Immunogenicity, Safety, and Predictors of Response After a Pneumococcal Conjugate and Pneumococcal Polysaccharide Vaccine Series in Human Immunodeficiency Virus-Infected Children Receiving Highly Active Antiretroviral Therapy
The immunogenicity and safety of 2 doses of pneumococcal conjugate vaccine (PCV) and 1 dose of pneumococcal polysaccharide vaccine (PPV) were evaluated in human immunodeficiency virus (HIV)-infected children receiving highly active antiretroviral therapy (HAART).Methods:
Children 2 to <19 years, receiving stable HAART for ≥3–6 months, with HIV RNA PCR <30,000–60,000 copies/mL, received 2 doses of PCV and 1 dose of PPV at sequential 8-week intervals.
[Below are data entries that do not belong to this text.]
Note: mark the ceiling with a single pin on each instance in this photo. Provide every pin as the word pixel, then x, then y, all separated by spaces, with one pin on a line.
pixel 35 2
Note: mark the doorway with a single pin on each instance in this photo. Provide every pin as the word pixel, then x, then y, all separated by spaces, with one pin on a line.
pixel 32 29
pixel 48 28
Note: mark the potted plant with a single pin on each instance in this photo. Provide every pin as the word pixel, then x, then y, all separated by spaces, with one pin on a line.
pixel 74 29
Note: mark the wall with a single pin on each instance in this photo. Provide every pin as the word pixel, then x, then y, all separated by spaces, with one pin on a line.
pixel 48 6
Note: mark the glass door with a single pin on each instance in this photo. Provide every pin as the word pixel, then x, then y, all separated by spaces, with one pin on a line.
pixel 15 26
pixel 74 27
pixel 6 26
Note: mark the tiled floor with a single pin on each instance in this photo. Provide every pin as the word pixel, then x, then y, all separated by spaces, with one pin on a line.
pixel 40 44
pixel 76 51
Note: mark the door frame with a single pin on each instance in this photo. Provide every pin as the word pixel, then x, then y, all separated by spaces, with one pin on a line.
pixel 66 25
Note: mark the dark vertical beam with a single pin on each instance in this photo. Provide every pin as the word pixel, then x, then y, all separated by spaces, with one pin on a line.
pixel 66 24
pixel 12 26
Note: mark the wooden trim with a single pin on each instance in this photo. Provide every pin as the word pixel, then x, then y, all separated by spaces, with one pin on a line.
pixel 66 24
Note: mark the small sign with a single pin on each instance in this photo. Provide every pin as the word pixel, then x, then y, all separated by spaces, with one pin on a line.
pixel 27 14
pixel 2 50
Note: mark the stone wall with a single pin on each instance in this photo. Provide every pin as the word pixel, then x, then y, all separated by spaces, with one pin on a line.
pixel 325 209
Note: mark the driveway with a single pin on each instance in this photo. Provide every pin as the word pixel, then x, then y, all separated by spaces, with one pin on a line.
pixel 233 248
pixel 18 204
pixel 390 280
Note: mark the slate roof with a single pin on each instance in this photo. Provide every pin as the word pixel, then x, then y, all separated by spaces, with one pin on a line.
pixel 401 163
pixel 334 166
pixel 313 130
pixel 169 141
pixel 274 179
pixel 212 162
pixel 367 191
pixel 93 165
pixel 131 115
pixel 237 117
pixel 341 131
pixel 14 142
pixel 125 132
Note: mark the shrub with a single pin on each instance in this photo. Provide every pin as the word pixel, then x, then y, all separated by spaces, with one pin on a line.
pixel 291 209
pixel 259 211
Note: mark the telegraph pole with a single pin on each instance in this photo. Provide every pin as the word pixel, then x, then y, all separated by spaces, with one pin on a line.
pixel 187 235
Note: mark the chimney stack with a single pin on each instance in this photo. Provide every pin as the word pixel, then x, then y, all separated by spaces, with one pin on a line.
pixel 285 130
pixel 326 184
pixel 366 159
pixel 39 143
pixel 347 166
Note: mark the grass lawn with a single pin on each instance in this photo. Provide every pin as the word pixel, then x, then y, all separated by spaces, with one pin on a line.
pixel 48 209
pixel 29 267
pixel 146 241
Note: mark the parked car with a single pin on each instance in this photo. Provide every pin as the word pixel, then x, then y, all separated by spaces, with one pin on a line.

Antibodies to pneumococcal serotypes (STs) 1 (PPV only) and 6B, 14, 19F, and 23F (PCV and PPV) were measured by ELISA.Results:
Two hundred sixty-three subjects were enrolled, of whom 225 met criteria for inclusion in the primary dataset. Antibody concentrations were low at entry, despite previous PPV in 75%. After vaccination, 76%–96% had concentrations ≥0.5 μg/mL and 62–88% ≥1.0 μg/mL to the 5 STs (geometric mean concentrations [GMCs] = 1.44–4.25 μg/mL). Incremental gains in antibody concentration occurred with each vaccine dose. Predictors of response included higher antibody concentration at entry, higher immune stratum (based on nadir CD4% before HAART and CD4% at screening), lower entry viral RNA, longer duration of the entry HAART regimen, and age <7 years. Response was more consistently related to screening CD4% than nadir CD4%. Seven percent had vaccine-related grade 3 events, most of which were local reactions.Conclusions:
Two PCVs and 1 PPV were immunogenic and safe in HIV-infected children 2 to <19 years who were receiving HAART. Responses were suggestive of functional immune reconstitution. Immunologic status based on nadir and, especially, current CD4% and control of HIV viremia were independent determinants of response.